Day 7: Mina2 Crosses The Line - Full Story

Mina2 in the Caribbean - Where's The Ice Gone?
Tim Barker
Wed 9 Dec 2009 18:42

Noon Position:  00:29.7S 027:23.0W

Noon to Noon Run:  130miles (sailing slowly)

Date:  9 December 2009

 

Crossing The Line is a big moment on any vessel and particularly if it’s for the first time for anyone on board. So it was with excited anticipation that the crew assembled early this morning as the GPS was counting down the northern latitude to zero. The normally mild-mannered crew transformed for the occasion into a fearsome bunch of pirates.

 

All of a sudden there was uproar in the aft cabin. Shrieks of fear from the unseen skipper.
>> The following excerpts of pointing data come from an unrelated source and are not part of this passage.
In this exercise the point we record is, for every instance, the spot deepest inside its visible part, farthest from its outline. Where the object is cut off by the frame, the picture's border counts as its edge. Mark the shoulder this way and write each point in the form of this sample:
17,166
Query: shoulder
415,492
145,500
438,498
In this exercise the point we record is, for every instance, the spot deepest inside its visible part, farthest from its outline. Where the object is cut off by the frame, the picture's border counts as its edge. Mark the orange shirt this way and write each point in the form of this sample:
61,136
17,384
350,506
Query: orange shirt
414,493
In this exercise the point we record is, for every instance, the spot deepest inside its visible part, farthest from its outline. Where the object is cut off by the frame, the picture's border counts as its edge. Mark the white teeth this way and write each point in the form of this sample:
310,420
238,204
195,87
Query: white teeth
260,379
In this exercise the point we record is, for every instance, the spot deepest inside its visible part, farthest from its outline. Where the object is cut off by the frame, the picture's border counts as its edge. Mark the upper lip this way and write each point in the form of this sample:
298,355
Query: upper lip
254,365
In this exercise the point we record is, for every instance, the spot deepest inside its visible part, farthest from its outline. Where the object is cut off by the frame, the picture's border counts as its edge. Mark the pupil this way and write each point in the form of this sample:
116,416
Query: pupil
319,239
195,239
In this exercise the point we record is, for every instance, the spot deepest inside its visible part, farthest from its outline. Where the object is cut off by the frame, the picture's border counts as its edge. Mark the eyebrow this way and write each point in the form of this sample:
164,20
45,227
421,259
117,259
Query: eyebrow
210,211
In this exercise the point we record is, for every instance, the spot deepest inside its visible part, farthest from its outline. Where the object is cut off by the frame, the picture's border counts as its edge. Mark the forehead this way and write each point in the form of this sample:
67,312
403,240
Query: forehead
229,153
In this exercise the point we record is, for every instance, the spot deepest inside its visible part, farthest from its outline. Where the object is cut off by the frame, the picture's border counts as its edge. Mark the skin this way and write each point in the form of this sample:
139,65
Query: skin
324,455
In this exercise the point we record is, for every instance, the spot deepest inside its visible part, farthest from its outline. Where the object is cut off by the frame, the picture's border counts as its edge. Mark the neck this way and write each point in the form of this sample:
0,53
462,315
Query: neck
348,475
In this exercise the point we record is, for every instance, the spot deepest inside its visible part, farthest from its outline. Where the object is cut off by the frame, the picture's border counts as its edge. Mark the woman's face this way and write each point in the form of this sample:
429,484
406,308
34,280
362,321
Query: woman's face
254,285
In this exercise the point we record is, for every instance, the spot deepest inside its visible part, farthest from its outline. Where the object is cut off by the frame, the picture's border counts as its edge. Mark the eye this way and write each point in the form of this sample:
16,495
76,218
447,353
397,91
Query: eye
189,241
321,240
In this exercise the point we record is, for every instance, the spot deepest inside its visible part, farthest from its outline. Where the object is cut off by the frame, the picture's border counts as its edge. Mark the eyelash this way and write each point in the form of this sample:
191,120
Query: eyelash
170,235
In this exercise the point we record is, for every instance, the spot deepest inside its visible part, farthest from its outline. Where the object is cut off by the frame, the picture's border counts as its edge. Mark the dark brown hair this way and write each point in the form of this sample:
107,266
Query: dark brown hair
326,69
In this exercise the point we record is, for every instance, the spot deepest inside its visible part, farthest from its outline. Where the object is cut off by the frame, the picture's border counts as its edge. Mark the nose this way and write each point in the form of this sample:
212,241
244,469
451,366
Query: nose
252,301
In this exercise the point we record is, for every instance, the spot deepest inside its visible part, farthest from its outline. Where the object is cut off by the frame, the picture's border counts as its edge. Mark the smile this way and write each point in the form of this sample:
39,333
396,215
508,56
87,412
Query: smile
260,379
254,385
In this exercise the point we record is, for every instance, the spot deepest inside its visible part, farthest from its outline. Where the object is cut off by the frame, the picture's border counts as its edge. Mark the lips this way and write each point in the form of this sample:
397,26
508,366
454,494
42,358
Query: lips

The cabin door burst open and into the saloon strode an apparition so ghastly it was enough to freeze the blood of the most villainous pirate.  Standing, legs astride, long flowing white hair and beard, covered from head to toe in green slime and wearing nothing but a rather fetching grass skirt stood none other than King Neptune himself, brandishing a fearsome looking trident. The stench of fear pervaded the saloon (or was it just Neil) as the terrified crew slumped to their quaking knees in submissive supplication. King Neptune (who turned out to be a bit of a show off) roared on for a while about how he was Lord of this and King of that and then said that no one could enter his Southern Domains without first being Initiated. As turning the boat round and going all the way back was not an option (Venetia kept bleating on about how she had a plane to catch on the 20th) one by one the crew knelt before the grotesque figure and was daubed with the same green slime favoured by the King himself.

 

 

 

Pirates Crossing The Line – King Neptune is guest helmsman

 

Having got the formalities out of the way, the King lightened up a bit and everyone went up into the cockpit to witness the transit of the Equator. As the final countdown began, Neil found by happy chance a bottle of champagne in the fridge; Peter cranked up the new cockpit speakers to max vol and everyone joined in a raucous rendition of Andy Wiliams’ “The Impossible Dream”. The final climactic line “to reach the unreachable star” was hit at 0829 UTC as the latitude changed from North to South, the champagne cork nearly blew a hole in the new mainsail, and there was an emotional tear in every eye. Except, that is, the eye of the skipper who was still locked in his cabin and who had missed the moment for which he had been planning assiduously for years. After drinking toasts straight from the neck of the champagne bottle (the skipper had the key to the glass locker with him in the locked cabin) King Neptune bade everyone farewell and departed, releasing the skipper on his way out. Thoughtfully, before he left, the King presented the skipper with a beautifully hand-inscribed certificate marking this momentous occasion.